Now that you’ve explored the Create +8 blog and found out all about the program, it’s time to jump right in with Week 1′s topic: Blogs! This post will give you a brief overview of the technology, explain the activities for the week, and provide links to some additional reading for those who would like to know more.
What it is:
A blog, or weblog, is a format for publishing content on the web.

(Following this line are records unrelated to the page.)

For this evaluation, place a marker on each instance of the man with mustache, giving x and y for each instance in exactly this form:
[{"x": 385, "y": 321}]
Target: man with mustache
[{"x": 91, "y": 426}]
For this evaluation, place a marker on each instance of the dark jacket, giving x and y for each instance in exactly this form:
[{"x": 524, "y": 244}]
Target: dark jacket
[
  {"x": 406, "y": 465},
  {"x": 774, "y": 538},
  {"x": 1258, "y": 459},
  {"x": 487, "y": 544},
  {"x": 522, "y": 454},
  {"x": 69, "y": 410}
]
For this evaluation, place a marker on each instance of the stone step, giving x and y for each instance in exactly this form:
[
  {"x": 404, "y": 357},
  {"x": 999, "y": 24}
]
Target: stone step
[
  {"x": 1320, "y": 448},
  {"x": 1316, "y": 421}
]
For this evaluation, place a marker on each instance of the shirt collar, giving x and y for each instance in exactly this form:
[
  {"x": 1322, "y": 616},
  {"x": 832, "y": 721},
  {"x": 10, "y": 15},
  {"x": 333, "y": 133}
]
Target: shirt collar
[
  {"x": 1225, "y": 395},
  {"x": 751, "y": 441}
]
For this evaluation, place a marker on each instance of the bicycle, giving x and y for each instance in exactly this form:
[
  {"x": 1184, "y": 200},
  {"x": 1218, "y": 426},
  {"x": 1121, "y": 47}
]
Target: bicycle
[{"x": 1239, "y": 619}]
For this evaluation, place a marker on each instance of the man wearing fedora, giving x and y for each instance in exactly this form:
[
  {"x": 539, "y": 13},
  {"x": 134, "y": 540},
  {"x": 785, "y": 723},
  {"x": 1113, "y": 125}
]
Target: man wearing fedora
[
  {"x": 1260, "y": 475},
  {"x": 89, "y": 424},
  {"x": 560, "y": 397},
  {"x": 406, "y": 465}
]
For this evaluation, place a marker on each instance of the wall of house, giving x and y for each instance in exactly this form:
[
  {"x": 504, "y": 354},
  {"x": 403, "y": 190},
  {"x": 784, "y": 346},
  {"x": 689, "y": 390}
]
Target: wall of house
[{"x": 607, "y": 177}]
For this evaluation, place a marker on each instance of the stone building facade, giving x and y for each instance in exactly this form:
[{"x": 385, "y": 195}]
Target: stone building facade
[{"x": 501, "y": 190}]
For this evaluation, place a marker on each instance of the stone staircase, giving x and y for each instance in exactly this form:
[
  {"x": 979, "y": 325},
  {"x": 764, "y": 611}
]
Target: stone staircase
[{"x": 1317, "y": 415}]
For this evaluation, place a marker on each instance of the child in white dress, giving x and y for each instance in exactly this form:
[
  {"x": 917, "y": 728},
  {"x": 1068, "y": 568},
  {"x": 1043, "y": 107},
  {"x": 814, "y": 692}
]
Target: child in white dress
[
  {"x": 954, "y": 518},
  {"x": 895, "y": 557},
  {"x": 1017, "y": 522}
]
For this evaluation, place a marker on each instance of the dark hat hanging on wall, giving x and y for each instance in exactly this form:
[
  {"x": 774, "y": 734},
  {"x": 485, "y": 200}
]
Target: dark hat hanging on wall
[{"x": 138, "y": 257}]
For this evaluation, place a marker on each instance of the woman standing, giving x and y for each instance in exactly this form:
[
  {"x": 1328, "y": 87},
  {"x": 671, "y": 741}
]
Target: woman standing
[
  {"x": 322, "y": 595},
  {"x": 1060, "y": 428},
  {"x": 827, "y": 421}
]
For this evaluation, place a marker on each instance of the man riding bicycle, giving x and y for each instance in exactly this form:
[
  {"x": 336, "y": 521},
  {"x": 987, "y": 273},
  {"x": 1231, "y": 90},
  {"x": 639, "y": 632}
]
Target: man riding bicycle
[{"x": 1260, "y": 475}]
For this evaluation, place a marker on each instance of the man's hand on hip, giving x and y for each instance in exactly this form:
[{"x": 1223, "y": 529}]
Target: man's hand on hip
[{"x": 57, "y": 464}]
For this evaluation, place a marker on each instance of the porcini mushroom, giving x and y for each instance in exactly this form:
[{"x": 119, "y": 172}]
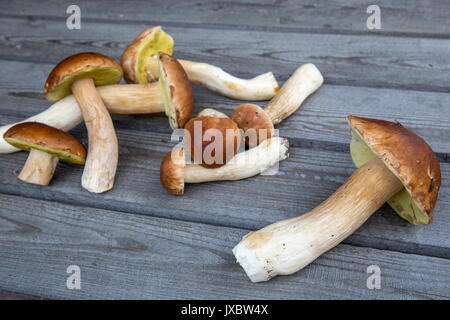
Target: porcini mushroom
[
  {"x": 211, "y": 141},
  {"x": 175, "y": 172},
  {"x": 258, "y": 123},
  {"x": 209, "y": 112},
  {"x": 80, "y": 74},
  {"x": 46, "y": 145},
  {"x": 394, "y": 165},
  {"x": 140, "y": 66},
  {"x": 124, "y": 99}
]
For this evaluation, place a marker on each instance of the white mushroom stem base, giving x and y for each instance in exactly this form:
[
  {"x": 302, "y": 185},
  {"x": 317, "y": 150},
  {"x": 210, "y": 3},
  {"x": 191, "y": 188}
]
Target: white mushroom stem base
[
  {"x": 301, "y": 84},
  {"x": 287, "y": 246},
  {"x": 101, "y": 162},
  {"x": 122, "y": 98},
  {"x": 262, "y": 87},
  {"x": 243, "y": 165},
  {"x": 39, "y": 168}
]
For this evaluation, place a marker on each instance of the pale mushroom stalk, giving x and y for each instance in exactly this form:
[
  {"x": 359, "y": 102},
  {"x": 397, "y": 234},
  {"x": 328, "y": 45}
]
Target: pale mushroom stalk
[
  {"x": 258, "y": 123},
  {"x": 209, "y": 112},
  {"x": 301, "y": 84},
  {"x": 101, "y": 163},
  {"x": 262, "y": 87},
  {"x": 140, "y": 66},
  {"x": 65, "y": 114},
  {"x": 39, "y": 168},
  {"x": 243, "y": 165},
  {"x": 175, "y": 172},
  {"x": 394, "y": 166},
  {"x": 287, "y": 246},
  {"x": 46, "y": 146}
]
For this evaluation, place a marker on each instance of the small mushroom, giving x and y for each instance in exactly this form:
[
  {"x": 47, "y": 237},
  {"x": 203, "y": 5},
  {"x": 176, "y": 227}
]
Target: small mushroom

As the name suggests, blogs are, quite simply, web-based logs of information that have the following features in common:
- content is organized in reverse chronological order, with the most recent entry appearing at the top
- dates and timestamps indicate when content was published
- archives are automatically generated by the blog software
- visitors participate in the conversation by leaving comments to blog entries, or posts
Way back in April of 2007, Technorati estimated the existence of over 70 million blogs with an average of 120,000 new blogs being created daily. It’s likely that many of your colleagues, friends, family members, neighbors, and even their petsalready have their own blog (ask your cat). You’ll find blogs written about anything and everything; some are focused on a single subject while other bloggers write about whatever comes to mind. Common blog topics include personal stories or insights, technology, politics, news, entertainment, books, business, hobbies, food, finance, sports, and, of course, libraries!
How it Works:
Still confused about blogs? Watch this video from the Common Craft Show. It should clear things up! viewVideo.php?video_id=12423&title=Blogs_in_Plain_English
Why it’s Useful:
This WebJunction article is great if you want to read more about how librarians and libraries are putting blogs to use. Then check out a few of the librarian blogs on this list from the LISWiki. And if you’d like to explore some of the ways academic libraries are using blogs, check out some of the examples on the Blogging Libraries Wiki.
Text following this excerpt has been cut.